Wednesday, February 15, 2006

How Roy lost Edgar's parcel shelf and was forgiven.

You know when you unexpectedly put a lot of effort into what should have been a brief and mundane email, and emerge from the experience with pride for your tenacity and the work that sprung forth from it? Well that happened to me, when I was writing to the fine lady who helped me find a new parcel shelf:

"

Hi Natalé,

Well. Its a sad story. I was doing my friend, Gilly, a favour by donating my car, parcel shelf and driver and all, to the cause of the Student Theatre group at Glasgow (STaG). Gilly was producing STaG Nights, the group's annual festival of one-act plays, and desperately needed a bath. She didn't need to wash, she needed a physical, tangible, bathtub. And she found one, to her credit, as one tends to do living in the Woodlands area. Always some furniture on display in the street, for the general enjoyment of students. To the ire of most residents however.

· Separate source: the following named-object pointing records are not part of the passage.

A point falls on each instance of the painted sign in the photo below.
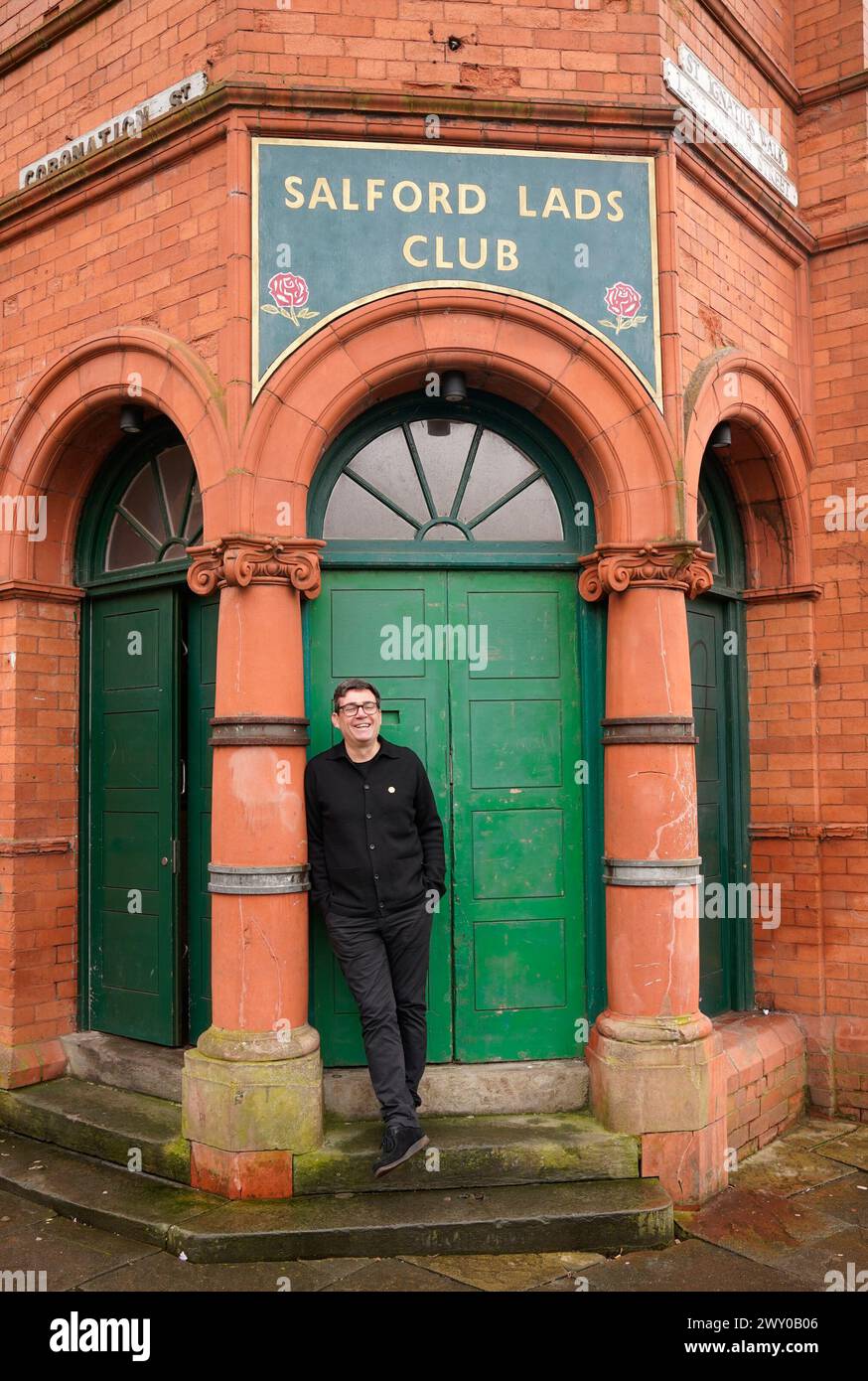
(336, 224)
(128, 124)
(726, 117)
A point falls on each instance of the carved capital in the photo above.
(241, 561)
(620, 565)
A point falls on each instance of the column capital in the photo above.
(241, 561)
(616, 566)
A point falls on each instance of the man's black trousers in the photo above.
(385, 964)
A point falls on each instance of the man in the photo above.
(377, 871)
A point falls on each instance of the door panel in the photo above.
(133, 731)
(705, 631)
(517, 829)
(348, 640)
(201, 687)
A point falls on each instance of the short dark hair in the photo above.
(354, 684)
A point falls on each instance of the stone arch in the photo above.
(68, 421)
(769, 463)
(506, 346)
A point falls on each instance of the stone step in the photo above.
(465, 1151)
(106, 1123)
(127, 1063)
(587, 1215)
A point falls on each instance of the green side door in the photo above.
(348, 640)
(133, 808)
(705, 630)
(197, 803)
(516, 817)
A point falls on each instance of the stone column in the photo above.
(654, 1059)
(252, 1089)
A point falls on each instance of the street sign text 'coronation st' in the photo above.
(128, 124)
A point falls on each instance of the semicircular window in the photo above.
(442, 481)
(159, 514)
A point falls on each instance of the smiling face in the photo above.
(362, 728)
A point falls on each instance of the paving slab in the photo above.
(845, 1252)
(102, 1195)
(684, 1268)
(514, 1274)
(845, 1199)
(163, 1274)
(70, 1253)
(392, 1275)
(850, 1150)
(755, 1224)
(796, 1161)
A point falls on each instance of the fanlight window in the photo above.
(442, 481)
(159, 513)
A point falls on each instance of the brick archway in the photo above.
(769, 467)
(68, 421)
(506, 346)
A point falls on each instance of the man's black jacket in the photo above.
(374, 840)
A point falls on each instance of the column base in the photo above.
(247, 1118)
(646, 1086)
(668, 1091)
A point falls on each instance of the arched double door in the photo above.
(449, 581)
(148, 675)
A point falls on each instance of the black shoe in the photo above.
(397, 1146)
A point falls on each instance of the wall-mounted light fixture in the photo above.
(454, 386)
(722, 436)
(131, 418)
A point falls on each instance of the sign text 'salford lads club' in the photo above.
(340, 224)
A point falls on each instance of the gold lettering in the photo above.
(506, 255)
(439, 260)
(414, 239)
(438, 198)
(463, 199)
(555, 202)
(415, 194)
(523, 208)
(322, 192)
(580, 195)
(374, 191)
(615, 208)
(463, 253)
(298, 198)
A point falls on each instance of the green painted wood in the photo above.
(133, 815)
(346, 624)
(519, 935)
(718, 641)
(714, 793)
(201, 688)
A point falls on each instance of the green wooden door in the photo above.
(714, 796)
(509, 731)
(197, 799)
(516, 818)
(347, 640)
(133, 817)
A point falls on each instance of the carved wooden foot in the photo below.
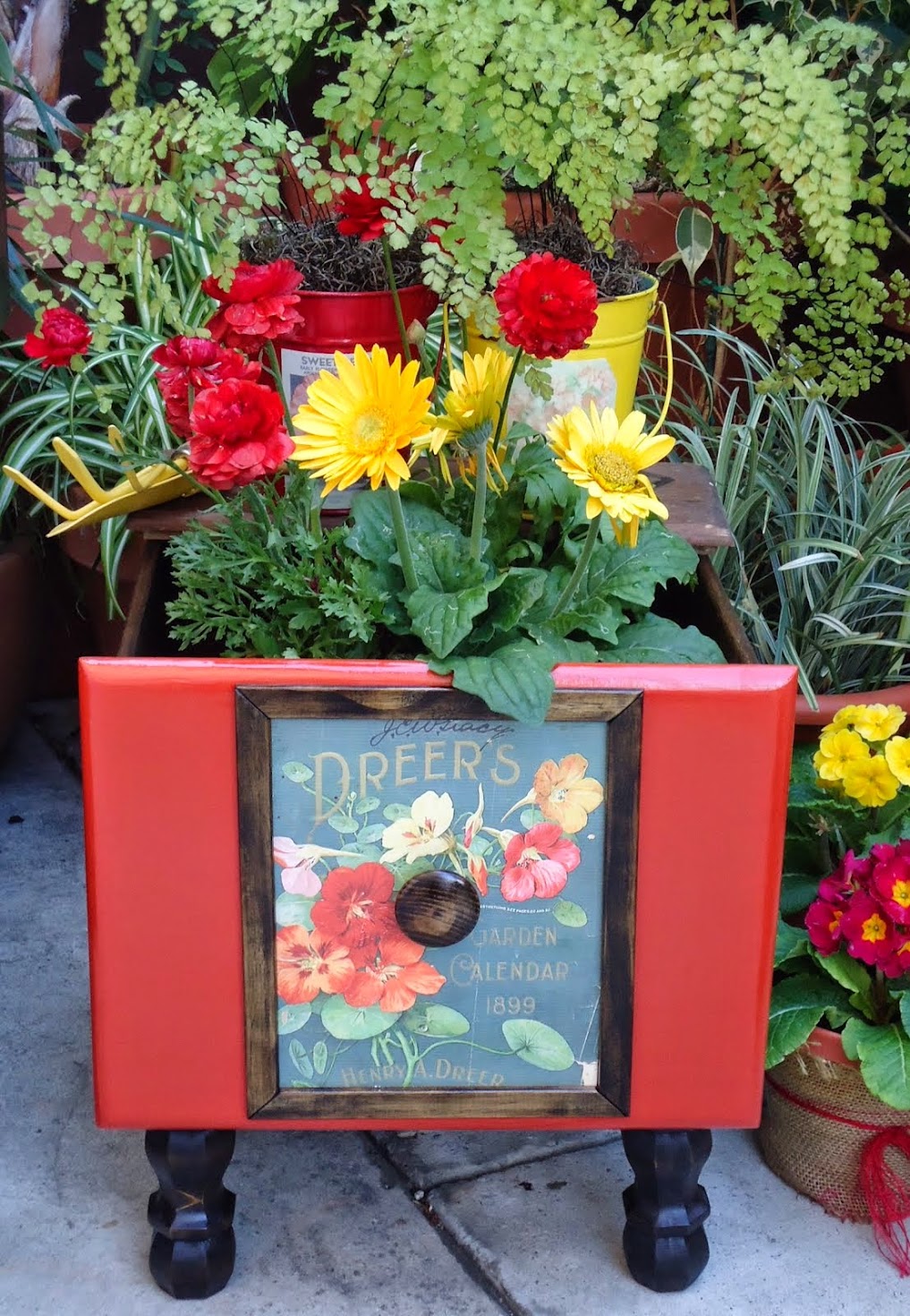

Anyway, Edgar (my car) and I were employed to help move said bath from resting place on West End Park Street to the Gilmorehill Theatre. Not very far. Had I known the trauma that was to ensue I might have insisted that Gilly just carry the bath the few hundred yards up the road. I didn't though, so likewise I didn't. We got the bath alongside Edgar on the pavement, at which point Gilly took the opportunity for a wee rest while I opened up the boot.

I can remember vividly (and in the slow motion that often accompanies my memories of scoring the first and only goal that I will ever score, in a footy match on St. Thomas' CofE Primary School playing fields at the age of 7) carefully detaching the parcel shelf and placing it, oh so delicately, on the pavement, one end on the ground, the other leaning securely up against the railings of no.28 West End Park Street. That was my error, as no sooner had that occurred than the very memory of its occurrence was unexplainably erased from my, admittedly, shit memory. It took a fair while to wriggle the bathtub into what is, and only ever will be, a five door hatchback. All the time Edgar's amputated pacrel shelf watched on. Watched as we fought with the bathtub. Watched as I fought against Gilly's determination to get the bathtub in Edgar. Watched as I drove Edgar away, hot, angry and oblivious.

It was a wet weekend and the parcel shelf must have spent some time being rained upon before presumably being requisitioned by drunken students or the needy owner of a Mark 4 or 5 Fiesta with grey interior. Hopefully the latter. Probably the former.

A full 2 days passed before I had the need to use the car again (I'm a carbon emissions aware kinda fella) and it was only then that I realised my substantial and unforgivable error. Phone calls to friends who reside nearby to the incident as well as repeated monitoring of the site (presumably in the futile hope that the recipient of the parcel shelf might repent and compassionately replace the item, along with its snapped and redundant, yet loveable, fittings, where he or she had chanced across it) proved unsuccessful.

I thought all was lost. In desperation, monosyllabic with grief, I turned to my fellow man through the wonders of the interweb, and broadcast my plight. And you responded.

So thank you. Edgar now once again has a parcel shelf which, although entirely uncoordinated in colouring, works a whole lot better because the fittings actually fix onto the hatchback door. Cool.
Plus my flatmate, Gareth, with whom I share the car is talking to me again. He says thanks too.

"

Natalé replied to a request that I sent to the Glasgow Freecycle list, telling me to get one from the scrapper's on Scots Road in Paisley.

One explanation for my new found wordiness is I spent the whole afternoon with Mark refining his sitcom. Looking good.